A voz de vocês é a voz do Papa
Papa Francisco para os bispos da Venezuela
Os bispos da Venezuela mostraram ao Papa as notícias sobre desnutrição infantil elaboradas pela Cáritas e um detalhado dossier sobre as violentas repressões com fotos e com o nome de cada uma das vítimas. “Francisco leu tudo com atenção e se mostrou muito sensibilizado, muito tocado”. Ele reiterou seu apoio aos bispos e lhes pediu que continuassem perto do povo, “fiquem no meio deles, criem um diálogo transparente e construam pontes. Os bispos, por sua vez, asseguraram que a Igreja venezuelana e a maior parte da população do país estão “em plena comunhão com o Papa e seguem tudo o que ele diz”. “Sua voz é a nossa voz”, disseram-lhe os bispos, de modo que o Pontífice respondeu: “Não, a voz de vocês é a voz do Papa”.

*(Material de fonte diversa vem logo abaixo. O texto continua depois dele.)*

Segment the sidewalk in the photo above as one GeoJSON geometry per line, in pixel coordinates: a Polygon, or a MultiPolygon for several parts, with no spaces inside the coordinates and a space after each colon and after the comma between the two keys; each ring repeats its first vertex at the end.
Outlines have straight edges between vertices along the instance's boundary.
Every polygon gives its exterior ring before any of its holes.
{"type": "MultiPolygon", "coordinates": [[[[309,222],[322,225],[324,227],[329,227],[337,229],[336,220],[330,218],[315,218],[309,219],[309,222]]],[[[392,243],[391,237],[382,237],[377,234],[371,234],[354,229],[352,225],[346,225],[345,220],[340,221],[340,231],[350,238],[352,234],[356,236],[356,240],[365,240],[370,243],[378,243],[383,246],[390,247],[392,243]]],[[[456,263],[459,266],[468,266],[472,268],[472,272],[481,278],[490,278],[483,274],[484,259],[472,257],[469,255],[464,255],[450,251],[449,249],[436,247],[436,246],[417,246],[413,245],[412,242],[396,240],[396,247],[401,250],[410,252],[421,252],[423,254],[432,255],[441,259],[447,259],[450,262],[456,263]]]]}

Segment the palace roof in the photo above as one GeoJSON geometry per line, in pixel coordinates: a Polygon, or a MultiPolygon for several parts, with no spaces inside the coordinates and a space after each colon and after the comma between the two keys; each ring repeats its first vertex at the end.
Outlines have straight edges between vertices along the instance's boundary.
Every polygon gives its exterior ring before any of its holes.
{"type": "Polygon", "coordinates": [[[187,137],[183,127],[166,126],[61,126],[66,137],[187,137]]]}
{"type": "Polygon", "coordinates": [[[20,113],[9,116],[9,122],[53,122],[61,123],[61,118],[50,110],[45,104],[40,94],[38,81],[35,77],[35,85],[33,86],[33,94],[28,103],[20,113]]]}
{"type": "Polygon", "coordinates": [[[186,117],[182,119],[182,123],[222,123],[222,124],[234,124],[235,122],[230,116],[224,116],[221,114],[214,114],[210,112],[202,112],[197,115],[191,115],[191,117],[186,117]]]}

Dom Moronta confirma que sentiu “logo de início que o Papa acompanha de perto os acontecimentos na Venezuela e está bem informado sobre tudo, mas o país não é a única preocupação do Santo Padre, também o preocupam a Síria, o Sudão… e ele não pode se pronunciar sobre cada detalhe da nossa política”.
Como construir a paz?
Dom Moronta pede que se evite o piedosismo que pode se converter em “quietismo”, um esperar de braços cruzados que as coisas se solucionem. “Não adianta rezar o terço e ao mesmo tempo se desentender com o vizinho por ser chavista ou da oposição. Temos que ajudar a todos, nos encontrar e nos reconciliar, para que a paz comece de baixo para cima, porque ela nunca virá de onde estão os políticos para baixo”. “A reconciliação é nossa tarefa; acompanhar, interpretar o que Deus pede”.

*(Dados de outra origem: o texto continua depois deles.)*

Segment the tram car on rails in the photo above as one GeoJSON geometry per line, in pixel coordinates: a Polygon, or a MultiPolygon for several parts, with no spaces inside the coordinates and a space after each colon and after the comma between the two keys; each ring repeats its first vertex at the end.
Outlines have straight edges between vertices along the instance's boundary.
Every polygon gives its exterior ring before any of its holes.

Focando no dia a dia da Venezuela, Dom Moronta fala sobre a iniciativa de várias pessoas na sua diocese para ajudar aos mais necessitados: um sacerdote fez uma horta para ensinar à comunidade uma maneira de serem mais autônomos diante da carência de alimentos; uma comunidade alugou um local para abrir um restaurante e, mesmo na crise, conseguem ganhar alguma coisa que destinam para dar de comer aos mais necessitados da região. Ele conta também sobre como tem se vivido na diocese de São Cristóvão que se encontra na fronteira com a Colômbia. “Todos os dias milhares de pessoas cruzam a fronteira para comprar alimentos e outras necessidades. Voltam cansados e famintos. A Igreja na Colômbia tem ajudado muito, nesse sentido, dando a esses venezuelanos o que comer e beber”. Os bispos de ambas as dioceses têm tido reuniões frequentes para delinear o que precisa ser feito a respeito dos problemas mais graves, principalmente do atendimento médico. Dom Moronta transparece o quanto está agradecido ao falar da diocese irmã.

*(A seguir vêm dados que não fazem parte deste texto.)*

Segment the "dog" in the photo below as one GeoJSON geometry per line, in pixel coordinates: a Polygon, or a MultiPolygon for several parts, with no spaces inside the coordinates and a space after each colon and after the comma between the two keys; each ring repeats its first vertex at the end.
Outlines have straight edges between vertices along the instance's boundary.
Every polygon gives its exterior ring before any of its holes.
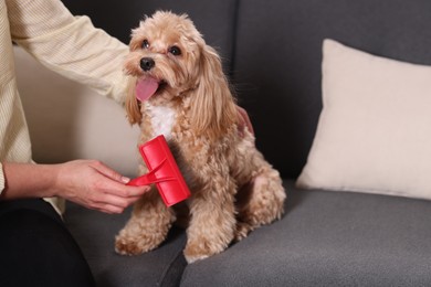
{"type": "MultiPolygon", "coordinates": [[[[151,251],[174,222],[186,221],[183,254],[193,263],[281,219],[286,193],[280,173],[250,130],[239,131],[221,59],[187,14],[158,11],[141,21],[132,31],[124,71],[130,79],[125,108],[130,124],[140,125],[139,142],[166,137],[191,196],[167,208],[153,187],[116,236],[117,253],[151,251]]],[[[143,162],[139,169],[147,171],[143,162]]]]}

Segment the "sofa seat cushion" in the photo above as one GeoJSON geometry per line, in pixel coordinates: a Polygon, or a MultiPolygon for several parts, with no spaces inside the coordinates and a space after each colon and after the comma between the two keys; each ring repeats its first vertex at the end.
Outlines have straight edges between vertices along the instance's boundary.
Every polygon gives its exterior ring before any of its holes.
{"type": "Polygon", "coordinates": [[[281,221],[188,265],[181,285],[431,285],[431,202],[285,187],[281,221]]]}
{"type": "Polygon", "coordinates": [[[64,221],[88,261],[97,286],[176,286],[186,259],[183,231],[172,228],[156,251],[139,256],[122,256],[114,238],[130,216],[132,209],[111,215],[67,202],[64,221]]]}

Esse é um lugar estratégico e problemático pois a fronteira esteve fechada em diferentes momentos desde agosto de 2015 e ainda hoje há muitas restrições. A ACN pôde ver de perto essa difícil situação quando esteve em visita no país em abril de 2016. Os sacerdotes venezuelanos que formavam a delegação que estivera com o Papa, tiveram que cruzar a fronteira a pé, porque estava fechada.
Dom Moronta aproveitou sua viagem à Roma para ir até a sede internacional da ACN – Fundação Pontifícia Ajuda à Igreja que Sofre – e se reunir com o departamento de projetos para a Venezuela. Nessa reunião, ele detalhou as tantas necessidades da sua diocese e agradeceu o apoio já recebido para tantas outras iniciativas.